The teacher-education program at Hope College has earned a 70, the highest score possible, on the Michigan Department of Education Teacher Preparation Institution Performance Scores Report released this summer.
Hope and the University of Michigan at Ann Arbor had the best performance scores, each with 70, among all teacher-preparation institutions in Michigan for the 2010-11 academic year according to the report, which was reviewed by the State Board of Education earlier this month.
Hope has consistently ranked as one of the state’s top programs, receiving an “Exemplary” rating, in the annual listing since the report’s inception in 2005. The college was one of four institutions ranked second in the previous, 2009-10, report, announced in 2011. Hope was one of two institutions tied for first place in 2007.
“Our program is strong,” said Dr. Laura Pardo, professor of education and chairperson of the department. “We match what we teach to the students to the standards required by the state, and we regularly review our program to assure that we prepare our graduates to be successful as teaching professionals.”

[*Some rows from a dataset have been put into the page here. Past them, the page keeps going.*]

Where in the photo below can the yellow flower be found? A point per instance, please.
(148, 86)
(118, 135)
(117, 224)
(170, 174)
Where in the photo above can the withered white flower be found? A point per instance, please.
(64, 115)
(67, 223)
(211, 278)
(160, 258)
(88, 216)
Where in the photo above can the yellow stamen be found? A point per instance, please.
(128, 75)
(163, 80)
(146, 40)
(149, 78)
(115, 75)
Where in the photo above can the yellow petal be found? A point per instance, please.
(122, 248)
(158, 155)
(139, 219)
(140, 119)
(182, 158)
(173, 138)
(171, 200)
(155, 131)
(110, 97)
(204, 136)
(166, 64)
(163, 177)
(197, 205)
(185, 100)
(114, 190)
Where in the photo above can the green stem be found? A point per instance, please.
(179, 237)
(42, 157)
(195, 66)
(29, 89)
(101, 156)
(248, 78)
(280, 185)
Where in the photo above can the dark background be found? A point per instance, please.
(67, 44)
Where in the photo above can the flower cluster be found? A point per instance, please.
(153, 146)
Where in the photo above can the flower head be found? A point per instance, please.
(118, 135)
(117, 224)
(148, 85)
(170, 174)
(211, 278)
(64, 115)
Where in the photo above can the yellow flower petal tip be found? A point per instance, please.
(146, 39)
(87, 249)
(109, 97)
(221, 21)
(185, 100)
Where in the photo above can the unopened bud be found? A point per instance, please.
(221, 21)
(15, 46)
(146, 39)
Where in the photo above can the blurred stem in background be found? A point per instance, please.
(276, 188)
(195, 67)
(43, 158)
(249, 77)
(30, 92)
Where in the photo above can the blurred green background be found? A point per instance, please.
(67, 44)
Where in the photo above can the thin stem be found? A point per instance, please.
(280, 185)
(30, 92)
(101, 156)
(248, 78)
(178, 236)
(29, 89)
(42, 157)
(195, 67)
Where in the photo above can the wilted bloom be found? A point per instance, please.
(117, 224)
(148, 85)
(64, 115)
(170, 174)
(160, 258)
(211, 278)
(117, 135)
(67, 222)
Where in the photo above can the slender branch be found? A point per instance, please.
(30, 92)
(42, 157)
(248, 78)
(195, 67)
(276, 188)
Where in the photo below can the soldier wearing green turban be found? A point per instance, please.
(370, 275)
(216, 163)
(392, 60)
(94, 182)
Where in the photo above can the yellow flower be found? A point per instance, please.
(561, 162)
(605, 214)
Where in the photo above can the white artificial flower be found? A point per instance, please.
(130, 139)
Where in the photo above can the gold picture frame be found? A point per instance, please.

The college’s department of education prepares students to teach in elementary and secondary schools. Each year, the department annually recommends approximately 150 graduates to the State of Michigan for teacher certification. The department currently has 12 full-time faculty.
The teacher-education program at Hope provides prospective teachers with a blend of classroom instruction and field experience. Students participate in field placements beginning with their first course in the program, Educational Psychology, a model that continues through a culminating semester spent student teaching. The student-teaching placements are available not only locally but also through off-campus programs including in Chicago, Ill.; Philadelphia, Pa.; the Rosebud Indian Reservation in South Dakota; and Liverpool in the United Kingdom. An on-going relationship with Interaction International has also provided student-teaching opportunities in nations including India, Kenya and Thailand.
Student-led chapters of two national professional organizations, the Student Council for Exceptional Children (SCEC) and the Association for Supervision and Curriculum Development (ASCD), offer professional development and service opportunities for teacher-education students. Students in the program also have the chance to gain additional experience through activities by volunteering with local organizations that work with children, such as the Children’s After School Achievement (CASA) and Upward Bound programs based at Hope.
Graduates of Hope’s education program teach in public and private K-12 schools around the country, and abroad. Hope education alumni also serve as Peace Corps volunteers, counselors in elementary and secondary schools, curriculum coordinators and supervisors, school administrators and college professors.
The Michigan Department of Education developed criteria for ranking each of the state’s teacher-preparation institutions. This was done to meet the new requirements attached to the federal Title II Higher Education Act (HEA) requiring states to monitor the performance of their teacher-education programs. Rankings are based on the following criteria: the percentage of students who enter and complete the program, survey results of exiting student teachers, survey of classroom teachers who supervise student teachers, responsiveness to state need in preparing candidates in high-need subjects (mathematics, sciences, world languages and special education), as well as preparing teachers from ethnic minorities-diversity need, teacher candidates’ scores on the Michigan Test of Teacher Competency (MTTC), and periodic program review by the Michigan Department of Education.
The more than 30 programs ranked in the state’s report include programs at private and public colleges and universities. The other programs’ scores range from 20 to 68.